Between 25 and 30 patients receive ECMO treatment at UI Heart and Vascular Center each year; half of these are adults. Those numbers, along with a recognized education and ECMO simulation program for physicians, nurses, and trainees, has led to a system of care with a reputation that’s known beyond Iowa. Lynch and his colleagues receive calls from hospitals and other ECMO programs around the country and the world.

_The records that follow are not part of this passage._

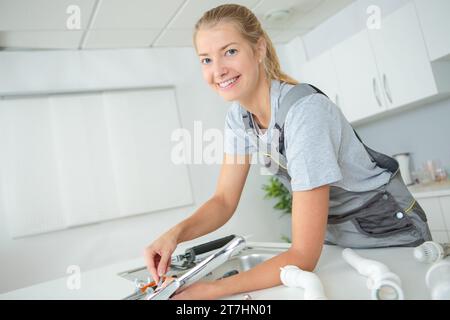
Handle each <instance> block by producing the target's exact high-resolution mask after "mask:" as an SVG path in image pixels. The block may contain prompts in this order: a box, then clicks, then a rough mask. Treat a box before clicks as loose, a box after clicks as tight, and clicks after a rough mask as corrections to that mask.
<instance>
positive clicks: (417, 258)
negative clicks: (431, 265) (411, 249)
mask: <svg viewBox="0 0 450 320" xmlns="http://www.w3.org/2000/svg"><path fill="white" fill-rule="evenodd" d="M449 255H450V244H448V243H437V242H434V241H426V242H424V243H422V244H421V245H420V246H418V247H416V248H414V258H416V260H417V261H420V262H424V263H434V262H437V261H439V260H442V259H444V258H445V257H447V256H449Z"/></svg>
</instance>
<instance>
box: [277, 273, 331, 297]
mask: <svg viewBox="0 0 450 320" xmlns="http://www.w3.org/2000/svg"><path fill="white" fill-rule="evenodd" d="M280 270H281V273H280V278H281V282H282V283H283V284H284V285H285V286H287V287H297V288H298V287H300V288H303V289H304V298H305V300H327V297H326V296H325V292H324V290H323V285H322V282H321V281H320V279H319V277H318V276H317V275H316V274H315V273H312V272H308V271H303V270H302V269H300V268H299V267H297V266H293V265H287V266H285V267H283V268H280Z"/></svg>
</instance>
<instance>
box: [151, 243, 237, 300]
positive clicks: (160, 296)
mask: <svg viewBox="0 0 450 320" xmlns="http://www.w3.org/2000/svg"><path fill="white" fill-rule="evenodd" d="M245 247H246V242H245V239H244V238H243V237H241V236H235V237H234V238H233V239H232V240H231V241H229V242H228V243H227V244H226V245H224V246H223V247H222V248H221V249H220V250H218V251H216V252H215V253H214V254H212V255H210V256H208V257H207V258H205V259H204V260H202V261H201V262H199V263H198V264H197V265H196V266H195V267H193V268H192V269H191V270H189V271H188V272H186V273H185V274H183V275H182V276H180V277H179V278H175V279H173V280H172V282H170V283H169V284H168V285H167V286H165V287H162V288H158V289H157V290H155V292H153V293H150V294H149V295H147V296H146V297H145V299H146V300H168V299H169V298H170V297H171V296H172V295H173V294H174V293H175V291H177V290H178V289H179V288H181V287H184V286H189V285H191V284H193V283H194V282H196V281H198V280H200V279H201V278H203V277H204V276H206V275H207V274H208V273H210V272H211V271H213V270H214V269H216V268H217V267H219V266H220V265H222V264H224V263H225V262H227V261H228V260H229V259H231V258H233V257H235V256H236V255H238V254H239V253H240V252H241V251H242V250H243V249H244V248H245Z"/></svg>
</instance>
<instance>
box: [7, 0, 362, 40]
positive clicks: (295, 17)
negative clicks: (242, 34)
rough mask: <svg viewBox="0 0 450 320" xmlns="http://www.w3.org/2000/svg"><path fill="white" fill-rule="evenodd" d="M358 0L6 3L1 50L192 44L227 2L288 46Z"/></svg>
mask: <svg viewBox="0 0 450 320" xmlns="http://www.w3.org/2000/svg"><path fill="white" fill-rule="evenodd" d="M353 1H355V0H235V1H232V2H229V1H223V0H32V1H31V0H0V48H3V49H5V48H6V49H106V48H146V47H186V46H192V31H193V27H194V25H195V22H196V21H197V20H198V19H199V18H200V17H201V15H202V13H203V12H205V11H206V10H208V9H211V8H213V7H216V6H218V5H221V4H225V3H237V4H241V5H244V6H246V7H248V8H250V9H252V11H253V12H254V13H255V14H256V15H257V17H258V18H259V19H260V21H261V23H262V25H263V27H264V29H265V30H266V31H267V32H268V34H269V36H270V37H271V39H272V41H273V42H274V43H285V42H288V41H290V40H291V39H293V38H294V37H296V36H299V35H300V36H301V35H304V34H305V33H307V32H308V31H310V30H312V29H313V28H315V27H316V26H318V25H319V24H320V23H321V22H323V21H325V20H326V19H327V18H329V17H330V16H332V15H334V14H335V13H337V12H338V11H340V10H341V9H343V8H344V7H346V6H347V5H349V4H350V3H351V2H353ZM277 10H288V11H289V14H288V16H287V18H286V19H284V20H277V19H275V20H274V21H270V20H266V19H265V16H266V15H267V14H269V13H273V12H274V11H277ZM78 13H79V15H77V14H78ZM73 17H79V19H73ZM71 22H79V23H78V25H77V24H75V25H74V24H73V23H72V24H71Z"/></svg>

Lynch notes that several factors—improvements in ECMO technology over the past two decades, the emergence of H1N1 influenza pandemic in 2009, and research demonstrating improved success rates compared to other support strategies for respiratory failure—has led to renewed and increased interest in ECMO. As the technology continues to advance and more clinical studies are done over the next 10 years, the use of ECMO for adult respiratory patients likely will increase dramatically.

“Historically for adults, ECMO was offered for five to 10 days, and if the lungs didn’t get better after that period of time, it was common to discontinue care,” he says. “But researchers and clinicians are now recognizing that if you support these patients long enough—even 30 days or more—the lungs will get better. You have to be willing to wait it out, and that means being able to handle the logistics and having well-trained people who understand the technology and can do it correctly and safely.”